Numero neunundsiebenzig fanden wir schnell am Anfang der vierten Reihe, dicht neben Feld sieben, das einige junge schnellwachsende Bäume aufwies, auch mit Metersteinen, zumeist schlesischem Marmor, verhältnismäßig regelmäßig bewachsen war. Wir fuhren an neunundsiebenzig von hinten heran, luden das Werkzeug, Zement, Kies,Sand, den Sockel und jene Travertinwand ab, die leicht speckig glänzte. Der Dreiradwagen machte einen Sprung, als wir den Brocken von der Ladefläche auf die Kiste mit den Hölzern zum Abbänken rollten. Korneff zog das provisorische Holzkreuz, auf dessen Querbalken H. Webknecht und E. Webknecht stand, aus dem Kopfende des Grabes, ließ sich von mir den Gräber reichen und begann, die beiden Löcher, einssechzig tief nach Friedhofsvorschrift, für die Betonpfeiler auszuheben, während ich auf Feld sieben Wasser holte, dann Beton anmachte, damit fertig war, als er bei einsfünfzig fertig sagte und ich mit dem Ausstampfen der beiden Löcher beginnen konnte, während Korneff schnaufend auf der Travertinwand saß, hinter sich griff und seine Furunkel betastete. »Is bald soweit. Han ich jenau im Jefühl, wenn die soweit sind und hops sagen.« Ich stampfte und dachte mir wenig dabei. Von Feld sieben kroch ein protestantisches Begräbnis über Feld acht nach Feld neun. Als sie drei Reihen vor uns vorbeikamen, rutschte Korneff von der Travertinwand, und wir zogen vom Pastor an bis zu den allernächsten Angehörigen nach Friedhofsvorschrift die Mützen. Hinter dem Sarg ging ganz alleine eine kleine, schwarze, schiefe Frau.

Danach waren alle viel größer und stämmiger.
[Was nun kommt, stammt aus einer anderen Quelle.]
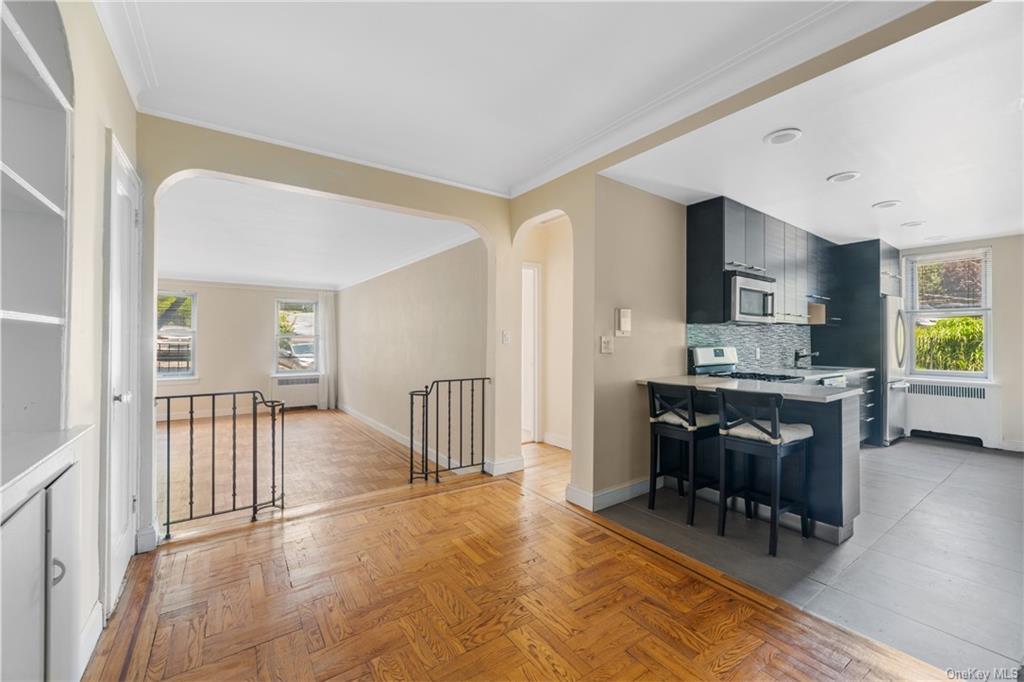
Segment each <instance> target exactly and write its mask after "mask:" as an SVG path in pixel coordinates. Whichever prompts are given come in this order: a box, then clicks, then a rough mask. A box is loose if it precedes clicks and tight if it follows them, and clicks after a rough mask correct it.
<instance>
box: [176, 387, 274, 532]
mask: <svg viewBox="0 0 1024 682" xmlns="http://www.w3.org/2000/svg"><path fill="white" fill-rule="evenodd" d="M218 398H220V401H219V404H220V406H221V411H222V412H226V410H227V408H226V406H227V404H229V406H230V417H229V418H228V417H227V416H226V415H225V416H223V417H221V418H218V413H217V409H218ZM156 402H157V418H158V419H160V418H161V417H163V418H164V420H165V424H164V426H165V429H164V436H165V438H166V443H164V445H165V449H166V460H167V462H166V463H167V471H166V474H167V479H166V481H164V485H165V489H164V495H165V497H166V500H165V516H164V527H165V535H164V537H165V539H170V537H171V525H173V524H175V523H183V522H185V521H194V520H197V519H201V518H208V517H210V516H216V515H218V514H230V513H231V512H238V511H244V510H245V511H249V510H251V512H252V516H251V520H253V521H255V520H256V514H257V512H259V511H260V510H261V509H266V508H269V507H275V508H278V509H284V508H285V403H284V402H282V401H281V400H268V399H266V398H265V397H263V393H262V392H261V391H257V390H250V391H223V392H216V393H186V394H182V395H161V396H159V397H157V398H156ZM161 403H163V404H161ZM172 403H175V404H176V406H187V409H188V413H187V417H186V418H184V417H182V418H179V419H174V414H175V413H173V411H172V409H171V406H172ZM206 404H208V406H209V409H210V413H209V414H210V419H209V420H206V419H205V418H200V419H201V424H200V427H201V432H200V435H201V437H202V438H203V439H204V440H206V439H207V438H208V439H209V449H208V450H207V449H203V450H202V452H199V453H198V452H197V444H196V437H197V417H196V411H197V407H202V408H205V407H206ZM240 409H243V410H245V409H248V410H249V411H250V415H245V414H243V416H242V419H243V420H245V419H246V418H247V417H248V418H249V420H250V421H251V426H252V433H251V435H250V436H248V437H247V436H246V434H245V432H244V431H243V433H241V434H240V433H239V410H240ZM178 414H180V413H178ZM228 419H229V420H230V429H231V450H230V463H229V464H230V484H231V486H230V506H228V505H227V501H226V499H225V498H226V492H225V493H223V494H222V495H220V496H219V497H220V498H221V499H220V500H219V501H218V495H217V493H218V491H217V483H218V475H217V423H218V421H222V422H226V421H227V420H228ZM261 419H262V421H264V422H268V424H269V438H268V443H267V442H266V439H264V445H266V444H268V445H269V476H268V477H267V479H266V480H265V481H264V485H265V484H266V483H267V482H268V483H269V493H270V497H269V499H263V500H260V479H259V472H260V440H261V438H260V436H261V430H260V421H261ZM186 420H187V439H188V440H187V442H188V446H187V451H185V449H184V447H180V449H178V447H175V444H174V438H173V434H174V433H175V432H180V435H181V437H182V438H183V437H184V433H183V431H184V430H185V428H186V427H185V425H184V424H185V421H186ZM279 420H280V426H279ZM207 422H208V423H207ZM206 426H208V429H207V428H203V427H206ZM243 429H244V430H245V426H243ZM158 432H159V429H158ZM279 437H280V443H279ZM247 440H248V442H247ZM240 444H241V445H242V446H243V447H251V451H252V459H251V461H247V460H246V458H245V456H244V455H243V459H242V460H241V461H240V459H239V446H240ZM279 444H280V447H279ZM207 452H208V453H209V456H210V457H209V479H210V480H209V483H210V500H209V511H205V509H206V506H205V505H204V506H203V508H202V509H200V508H199V503H198V502H197V497H196V494H197V483H198V482H205V481H203V480H202V479H204V478H205V477H206V471H205V470H204V469H201V470H200V471H197V468H196V461H197V455H199V456H200V457H203V458H204V462H203V463H202V464H206V462H205V457H204V456H205V455H206V454H207ZM186 455H187V458H188V461H187V465H188V468H187V474H185V473H184V471H182V473H181V475H180V476H177V477H176V476H175V475H174V472H175V468H174V466H173V465H174V463H175V461H174V458H175V457H176V458H177V460H176V461H177V464H179V465H180V467H181V468H182V469H183V466H184V462H183V459H182V458H184V457H185V456H186ZM222 462H223V460H222ZM279 472H280V476H281V478H280V483H281V484H280V486H279V484H278V483H279V478H278V476H279ZM247 474H249V476H251V482H252V493H251V496H249V499H248V501H247V500H246V499H245V491H244V489H243V491H240V489H239V482H240V476H241V480H242V481H243V484H245V482H248V481H247V480H246V478H247ZM225 477H226V475H225V472H224V470H223V469H222V470H221V477H220V479H219V480H220V481H221V482H223V481H224V478H225ZM175 478H177V479H178V480H175ZM185 485H186V491H187V514H185V511H184V506H185V502H184V492H185V491H181V489H178V488H179V487H181V486H185ZM174 493H179V494H180V496H174V495H172V494H174ZM240 498H241V499H240ZM177 499H181V500H182V502H181V504H180V507H181V509H180V510H178V511H176V512H175V513H174V515H173V516H172V511H171V508H172V500H177ZM218 502H219V504H218Z"/></svg>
»Du kriechst de Tör nich zu!« stöhnte Korneff neben mir. »Ich han dat Jefühl, die wolln raus, bevor wir die Wand zum Stehn jebracht han.«

Inzwischen war das Begräbnis auf Feld neun angekommen, sammelte sich und gebar die auf-und abschwellende Stimme eines Pfarrers. Wir hätten jetzt den Sockel aufs Fundament legen können, da der Beton angezogen hatte. Aber Korneff legte sich bäuchlings übet die Travertinwand, schob sich seine Mütze zwischen Stirn und Stein, zerrte, den Nacken freilegend, den Jacken-und Hemdkragen zurück, während Einzelheiten aus dem Leben des Verstorbenen von Feld neun bei uns auf Feld acht bekannt wurden. Nicht nur die Travertinwand mußte ich erklettern, Korneff hockte ich hinten drauf und begriff die ganze Bescherung: es waren zwei nebeneinander. Ein Nachzügler mit zu großem Kranz strebte Feld neun und der langsam zu Ende gehenden Predigt entgegen. Mit einem Buchenblatt wischte ich, nachdem ich mit einem Zug das Pflaster entfernt hatte, die Ichtolansalbe weg und sah die beiden fast gleichgroßen, teerbraun ins Gelb übergehenden Verhärtungen. »Lasset uns beten«, wehte es von Feld neun herüber. Ich nahm das zum Zeichen, hielt den Kopf seitlich weg, drückte und zog mit Buchenblättern unter den Daumen.

»Vater unser...« Korneff knirschte: »Ziehen mußte, nicht drücken.« Ich zog.

»... werde Dein Name.« Korneff gelang es, mitzubeten: »... komme Dein Reich.« Da drückte ich doch, weil ziehen nicht half. »Wille geschehe, wie im, also auch.« Daß es nicht knallte, war ein Wunder.